Artificial urinary sphincter

The 'gold standard' therapy for sphincteric incontinence in the male is the AMS 800 (American Medical Systems, Minne-tonka, MN) artificial urinary sphincter prosthesis (Fig. 34.2). Of the available options, this device offers the greatest chance of cure from sphincteric incontinence. Previous models of the artificial urinary sphincter had considerable technical problems, including a high rate of urethral erosion.90 The introduction of the narrow-backed urethral cuff in 1987 has resulted in fewer complications, including a decreased urethral atrophy rate and fewer urethral erosions without compromising mechanical reliability91-93 (Fig. 34.3). Acceptable social continence can be expected in more than 90% of patients.94-96 Although perfect continence is not achieved in the majority of cases, significant improvement in quality of life is likely following implantation of the AMS 800.97,98 Long-term reliability rates are good. Montague reported a reoperation rate of only 12% at a mean follow-up of more than 7 years in 113 patients.99 Other

Ray Images Prostate Cancer
Fig. 34.2. Plain anterioposterior X-ray demonstrating the location of the reservior (black arrow) and cuff (white arrow) of an AMS 800 artificial sphincter.
Revision Urinary Sphincter
Fig. 34.3. Components of the AMS artificial urinary sphincter. At the top is the reservoir, in the middle the control pump and the lower component is the urethral cuff.

long-term series report overall revision rates for all causes of failure (infection, erosion, atrophy, etc.) as between 21% and 33%.91'94'97'100-102 Urethral atrophy is the most common reason for revision of the artificial sphincter103 but the dreaded complications of erosion or infection can occur in up to 1-12% of patients95,101 (Fig. 34.4).

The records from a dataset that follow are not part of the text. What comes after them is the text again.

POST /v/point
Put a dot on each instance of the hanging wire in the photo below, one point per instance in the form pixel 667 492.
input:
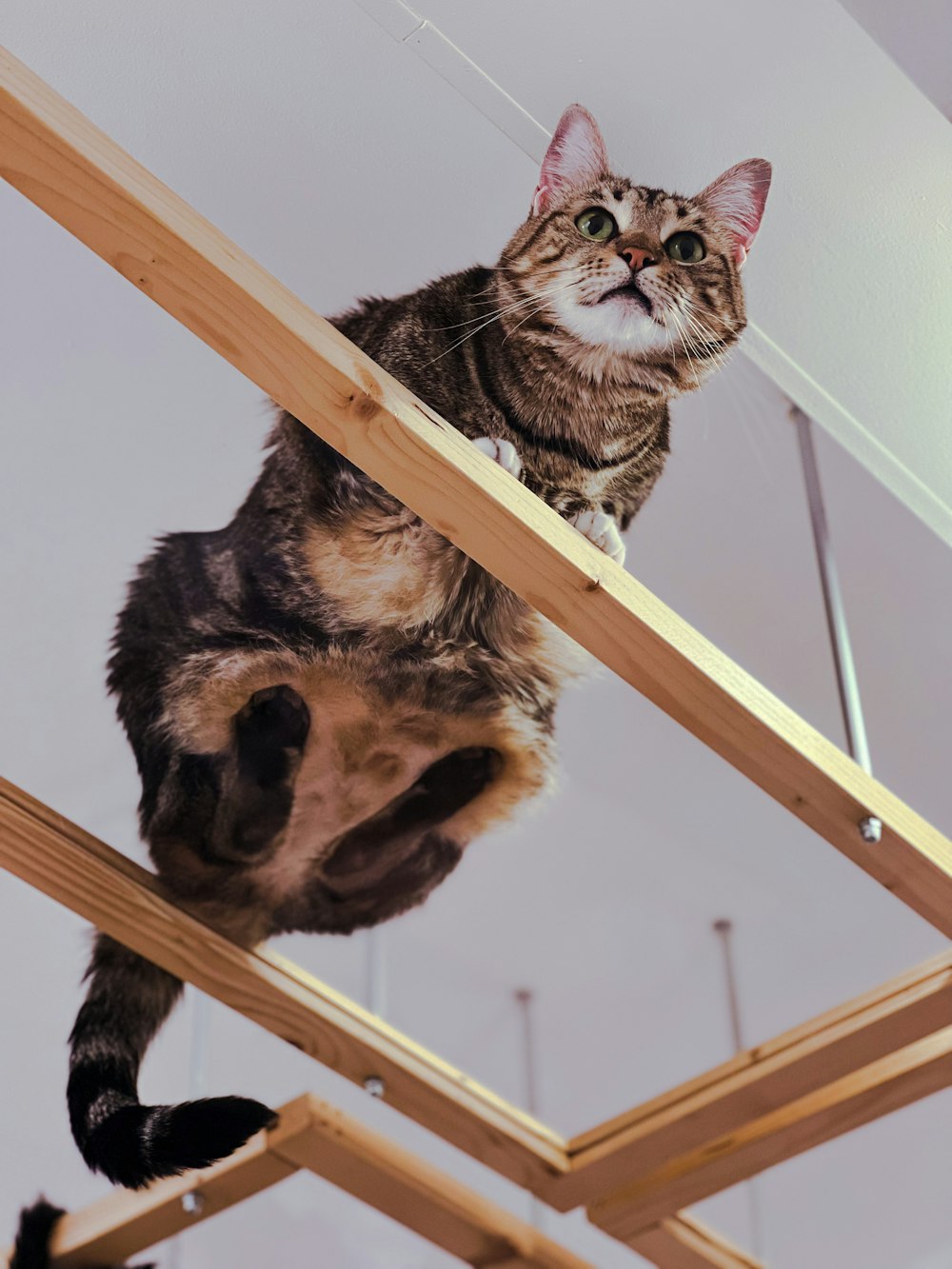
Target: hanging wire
pixel 525 1001
pixel 724 928
pixel 847 684
pixel 376 972
pixel 198 1062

The most significant adverse factor in implanting the AMS 800 prosthesis is a prior history of external beam radiotherapy.95,103-105 These patients are at greater risk for urethral erosion and urethral atrophy. Nevertheless, successful implantation can be achieved in greater than 90% of these patients.103'106 Routine deactivation of the device at night has been recommended to decrease the reoperation rate95 but controlled studies supporting this recommendation are lacking. Urethral catheterization, especially traumatic urethral catheterization following AMS 800 implantation is also associated

Aus 800 Pump Location
Fig. 34.4. Infection of the AMS 800 sphincter characterized by erythema, edema and swelling of the scrotum and perineum.

with urethral cuff erosion.105 Interestingly, prior intraurethral collagen injection does not appear to decrease the success or long-term durability of the AMS 800.107

Recurrent incontinence following implantation of the AMS 800 may have several etiologies and a careful evaluation is necessary. Bladder factors, including new onset detrusor overactivity should always be considered and can be diagnosed by a well-performed urodynamic evaluation. Urethral erosion and/or mechanical malfunction, including fluid leak, may result in the sudden reappearance of incontinence. Cystoscopy, voiding cystourethrography (Fig. 34.5) or video urodynamics may be helpful in assessing for these possibilities. Urethral atrophy may present with slowly increasing incontinence. Perfusion sphincterometry is a simple low-cost

Urinary Ams 800

Fig. 34.5. Films during a cystogram in evaluation recurrent incontinence following AMS 800 implantation. No extravasation of contrast is seen to suggest urethral erosion. In the upper image, in the activated state, the column of contrast in the urethra stops at the level of the urethral cuff (black arrow). There appears to be contrast distal to the cuff, which represents the filling catheter. In the lower image, when the device is deactivated, contrast is seen to flow through the cuff (white arrow). Urodynamic evaluation revealed an overactive bladder as the cause of the recurrent incontinence.

Fig. 34.5. Films during a cystogram in evaluation recurrent incontinence following AMS 800 implantation. No extravasation of contrast is seen to suggest urethral erosion. In the upper image, in the activated state, the column of contrast in the urethra stops at the level of the urethral cuff (black arrow). There appears to be contrast distal to the cuff, which represents the filling catheter. In the lower image, when the device is deactivated, contrast is seen to flow through the cuff (white arrow). Urodynamic evaluation revealed an overactive bladder as the cause of the recurrent incontinence.

Bilder William Godward

method that can be utilized to assess for cuff atrophy.108 The options for treatment for urethral atrophy include placement of a tandem cuff,109'110 downsizing the cuff, relocating the cuff more proximally111 or changing to a higher pressure reservoir.